1. Örnek Koleksiyonu
2. Nükleik Asitlerin Ekstraksiyonu ve Hazırlanması
3. Polimeraz Zincir Reaksiyonu
4. Agaroz Jel Hazırlama
5. Jel Elektroforezi
| parça | Tüp Başına Hacim (μL) | 5 tüp için hacim (μL) | Son Konsantrasyon |
| 10x Ex Taq tamponu | 5,0 | 25 | 1 katı |
| 2,5 mM dNTP'ler | 4.0 | 20 | 0,2 milyon |
| İleri Astar* | 2,0 | 10 | 400 nM |
| Ters Astar* | 2,0 | 10 | 400 nM |
| Moleküler H2O | 31,75 | 158,75 | - |
| Eski Tak | 0,25 | 1,25 | 2,5 U |
| PCR Karışımı | 45 | 225 |
Tablo 1. PCR ana karışımı için reaktif hacimleri. *Primer hacimleri organizma tahliline bağlı olarak değişir. Son hacmi 45 μL yapmak için moleküler dereceli suyun hacmini ayarlayın. Diğer bileşenlerin hacimleri değişmemelidir.
| Önerilen agaroz yüzdesi | Doğrusal DNA Fragmanları için Optimum Çözünürlük (baz çiftleri) |
| 0,5 | 1.000-30.000 |
| 0,7 | 800-12.000 |
| 1,0 | 500-10.000 |
| 1.2 | 400-7.000 |
| 1.5 | 200-3.000 |
| 2,0 | 50-2,00 | arası
Tablo 2. DNA fragmanı boyut aralıkları, farklı agaroz jel yüzdeleri ile en iyi şekilde çözülür.
Kaynak: Dr. Ian Pepper ve Dr. Charles Gerba'nın Laboratuvarları - Arizona Üniversitesi
Gösteren Yazar: Bradley Schmitz
Polimeraz zincir reaksiyonu (PC…
1. Örnek Koleksiyonu
2. Nükleik Asitlerin Ekstraksiyonu ve Hazırlanması
3. Polimeraz Zincir Reaksiyonu
4. Agaroz Jel Hazırlama
5. Jel Elektroforezi
| parça | Tüp Başına Hacim (μL) | 5 tüp için hacim (μL) | Son Konsantrasyon |
| 10x Ex Taq tamponu | 5,0 | 25 | 1 katı |
| 2,5 mM dNTP'ler | 4.0 | 20 | 0,2 milyon |
| İleri Astar* | 2,0 | 10 | 400 nM |
| Ters Astar* | 2,0 | 10 | 400 nM |
| Moleküler H2O | 31,75 | 158,75 | - |
| Eski Tak | 0,25 | 1,25 | 2,5 U |
| PCR Karışımı | 45 | 225 |
Tablo 1. PCR ana karışımı için reaktif hacimleri. *Primer hacimleri organizma tahliline bağlı olarak değişir. Son hacmi 45 μL yapmak için moleküler dereceli suyun hacmini ayarlayın. Diğer bileşenlerin hacimleri değişmemelidir.
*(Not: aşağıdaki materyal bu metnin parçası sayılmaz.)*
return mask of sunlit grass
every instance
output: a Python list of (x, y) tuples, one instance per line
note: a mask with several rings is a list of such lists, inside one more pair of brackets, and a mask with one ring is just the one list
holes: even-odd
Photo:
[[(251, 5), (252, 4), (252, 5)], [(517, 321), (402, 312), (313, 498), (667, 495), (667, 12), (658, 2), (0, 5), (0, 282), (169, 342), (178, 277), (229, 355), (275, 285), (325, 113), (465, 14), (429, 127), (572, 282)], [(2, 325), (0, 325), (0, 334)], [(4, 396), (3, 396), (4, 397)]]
arası| Önerilen agaroz yüzdesi | Doğrusal DNA Fragmanları için Optimum Çözünürlük (baz çiftleri) |
| 0,5 | 1.000-30.000 |
| 0,7 | 800-12.000 |
| 1,0 | 500-10.000 |
| 1.2 | 400-7.000 |
| 1.5 | 200-3.000 |
| 2,0 | 50-2,00 |
Tablo 2. DNA fragmanı boyut aralıkları, farklı agaroz jel yüzdeleri ile en iyi şekilde çözülür.
Polimeraz zincir reaksiyonu veya PCR, toprak, su ve diğer çevresel numunelerde bulunan mikroorganizmaları tespit etmek ve tanımlamak için yaygın olarak uygulanan temel bir biyolojik tekniktir.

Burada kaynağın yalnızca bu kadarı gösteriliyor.